Monday, April 17, 2017

Should Social Security Invest in the Stock Market?

That’s the question. And here are a bunch of answers.

Starting with a pro/con in the Wall Street Journal between Alicia Munnell of the Center for Retirement Research and Mike Tanner of the Cato Institute.

I followed up at Forbes with some thoughts that Munnell and Tanner hadn’t hit on. Namely, that while stock investment is kind of a nothing – higher expected returns, but higher risk to match – people who propose it do so instead of full-solvency reforms rather than in addition to them. So stock market investment could encourage Congress to further delay real reforms.

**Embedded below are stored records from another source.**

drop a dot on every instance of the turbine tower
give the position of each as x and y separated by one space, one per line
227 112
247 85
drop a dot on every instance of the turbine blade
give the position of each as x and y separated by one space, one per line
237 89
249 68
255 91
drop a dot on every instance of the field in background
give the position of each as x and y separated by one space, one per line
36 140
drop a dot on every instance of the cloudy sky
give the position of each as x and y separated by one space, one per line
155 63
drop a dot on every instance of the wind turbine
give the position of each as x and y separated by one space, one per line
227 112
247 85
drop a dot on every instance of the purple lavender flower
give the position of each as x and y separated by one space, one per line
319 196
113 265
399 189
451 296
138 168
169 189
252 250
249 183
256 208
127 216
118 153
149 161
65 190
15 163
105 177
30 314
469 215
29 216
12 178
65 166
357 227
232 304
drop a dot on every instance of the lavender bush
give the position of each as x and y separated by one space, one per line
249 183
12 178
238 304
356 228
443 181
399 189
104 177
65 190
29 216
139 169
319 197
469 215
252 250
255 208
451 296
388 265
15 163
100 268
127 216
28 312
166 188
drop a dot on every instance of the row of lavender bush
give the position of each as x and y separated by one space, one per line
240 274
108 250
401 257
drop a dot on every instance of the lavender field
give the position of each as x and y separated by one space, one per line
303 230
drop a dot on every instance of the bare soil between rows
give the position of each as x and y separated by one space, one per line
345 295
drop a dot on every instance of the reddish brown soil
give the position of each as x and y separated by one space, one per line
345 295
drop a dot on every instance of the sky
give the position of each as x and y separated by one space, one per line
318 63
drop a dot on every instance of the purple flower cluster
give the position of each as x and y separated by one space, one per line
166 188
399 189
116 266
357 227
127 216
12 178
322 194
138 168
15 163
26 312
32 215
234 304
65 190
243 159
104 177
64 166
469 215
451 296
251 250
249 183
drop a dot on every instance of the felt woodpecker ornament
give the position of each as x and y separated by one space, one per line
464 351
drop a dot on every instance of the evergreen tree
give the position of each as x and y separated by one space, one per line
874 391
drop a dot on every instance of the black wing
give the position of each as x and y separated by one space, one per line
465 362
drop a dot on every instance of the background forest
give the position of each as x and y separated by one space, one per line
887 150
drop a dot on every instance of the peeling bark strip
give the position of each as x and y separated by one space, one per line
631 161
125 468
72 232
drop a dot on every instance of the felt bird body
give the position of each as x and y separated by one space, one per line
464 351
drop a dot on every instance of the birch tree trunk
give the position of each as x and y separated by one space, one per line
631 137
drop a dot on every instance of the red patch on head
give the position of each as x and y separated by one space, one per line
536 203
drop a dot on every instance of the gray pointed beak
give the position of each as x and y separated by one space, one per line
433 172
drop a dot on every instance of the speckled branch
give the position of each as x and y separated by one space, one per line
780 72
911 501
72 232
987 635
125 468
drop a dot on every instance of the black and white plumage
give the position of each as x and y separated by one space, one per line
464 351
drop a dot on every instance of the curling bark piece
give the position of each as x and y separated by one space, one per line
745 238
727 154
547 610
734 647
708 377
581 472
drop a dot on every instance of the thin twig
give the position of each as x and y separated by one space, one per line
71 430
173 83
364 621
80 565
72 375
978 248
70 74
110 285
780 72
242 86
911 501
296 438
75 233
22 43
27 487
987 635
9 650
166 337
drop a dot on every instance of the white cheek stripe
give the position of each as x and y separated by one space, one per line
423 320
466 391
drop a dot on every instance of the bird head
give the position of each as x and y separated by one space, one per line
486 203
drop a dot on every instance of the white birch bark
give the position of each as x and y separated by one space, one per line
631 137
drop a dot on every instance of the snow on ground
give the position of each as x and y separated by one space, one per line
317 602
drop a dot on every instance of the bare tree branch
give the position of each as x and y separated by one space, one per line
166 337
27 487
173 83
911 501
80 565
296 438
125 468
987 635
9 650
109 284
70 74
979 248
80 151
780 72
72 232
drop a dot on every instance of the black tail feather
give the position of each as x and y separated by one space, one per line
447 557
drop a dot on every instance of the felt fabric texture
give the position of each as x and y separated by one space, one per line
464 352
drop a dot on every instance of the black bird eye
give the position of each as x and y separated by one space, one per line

And here’s another write-up from Alicia Munnell at Marketwatch.

1 comment:

WilliamLarsen said...

Decades ago I looked at what value the Trust fund would have had it been invested in the DJ, SP500 and other indexes. Assuming these indexes were infinite and able to absorb the funds with no bull in the china shop syndrome. I calculated that the trust fund would have been exhausted not in 1983, but a few years later.

The problem was never the rate of return. Based on US Treasury rates, the payroll tax on an actuarial basis is about 7% -8%. The OASI tax is 10.6% and has been reduced to 10.03%

The root cause of the problem is paying full benefits to those first beneficiaries who did not pay a full working life time of payroll taxes.

Ida May Fuller worked for three years under the Social Security program. The accumulated taxes on her salary during those three years was a total of $24.75. Her initial monthly check was $22.54. During her lifetime she collected a total of $22,888.92 in Social Security benefits.

SS-OASI has paid nearly every dollar collected out in benefits as soon as it came in.

Like the SS Titanic, Social Security is taking on water and the sea is at the main deck. Better be building your life boat.